The focus is on visitor numbers
Tourist offices’ activities are not just tourist orientated however they are a mix of trade and media/PR operations, but the paradox is that often tangible results are determined solely by visitor numbers. A recent survey of 71 DMOs in fact show that 57% prioritise consumer direct marketing, though this is not really reflected in budgets.
While most offices allocate around 40% of their budgets for trade, a lesser 35% is used for consumer direct marketing, meaning that tourist offices sometimes struggle to finance suitable activities and services for visitors with a high ROI.
Digital services are proliferating
Though geography and language are important defining elements for strategies, globalisation and the internet are prevailing. Online digital marketing activities of tourist offices are generally on the increase and are principally content marketing based. They include blogging, engaging influencers or expats in advocacy programs, past travellers in word-of-mouth activities and retargeting campaigns. There has also been an increase in digital services made available directly to visitors, such as downloading of digital maps and/or audio guides, which have the advantage of being available in various languages. These tools are a perfect response to the tourist office’s requirements, as they are low cost and highly pragmatic.

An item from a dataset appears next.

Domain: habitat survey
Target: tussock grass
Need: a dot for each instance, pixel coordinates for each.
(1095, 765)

The importance of quality apps
These tools are greatly appreciated by visitors, when easy to use, and range from basic free downloads to combination packages of audio guides and entrance tickets to local attractions. Online reviews highlight that it is extremely important that the download experience is simple, the app is interactive (and not static files) and that the audio is not only interesting (people do not want a history lesson) but crystal clear in the mother tongue language chosen. This ensures visitors will be much more inclined to positively review such a service, and the tourism industry is well aware of the huge benefits of UGC (User Generated Content).
Receiving rich data
The other major advantage of this type of app, which can be provided free of charge as a stand-alone service by the information office, or included as part of a package city pass, is the rich data that can be collected from the app users. Until recently, tourist offices struggled to collect relevant data on tourist activities in their destinations. Travellers relied mainly on Google Maps as their sole navigator, so activity data was collected only by Google. Today however, some new technology on the market, such as POPGuide or Vox2Go, now allow DMOs to collect tourist movement data, so that they can more easily manage flows and optimise tourist spot visits. This new breed of application technology also allows sophisticated pop-up notifications with special offers or recommendations, which have the added advantage of sponsorship options for the tourist office.
Nobody does it better!
National tourism boards, state/provincial tourism offices and visitor bureaus’ role is to promote the long-term development and marketing of a destination, positioning it as a rewarding travel experience.
They always have played a critical role in developing their destination and are the best organization in a community to protect the destination’s brand. Technology and digital services are helping them in this responsibility, as today’s travellers are digitally savvy and have more information at their fingertips than ever before.
Not only can DMOs bring it all together for the success of a destination, but they are probably the only ones who can!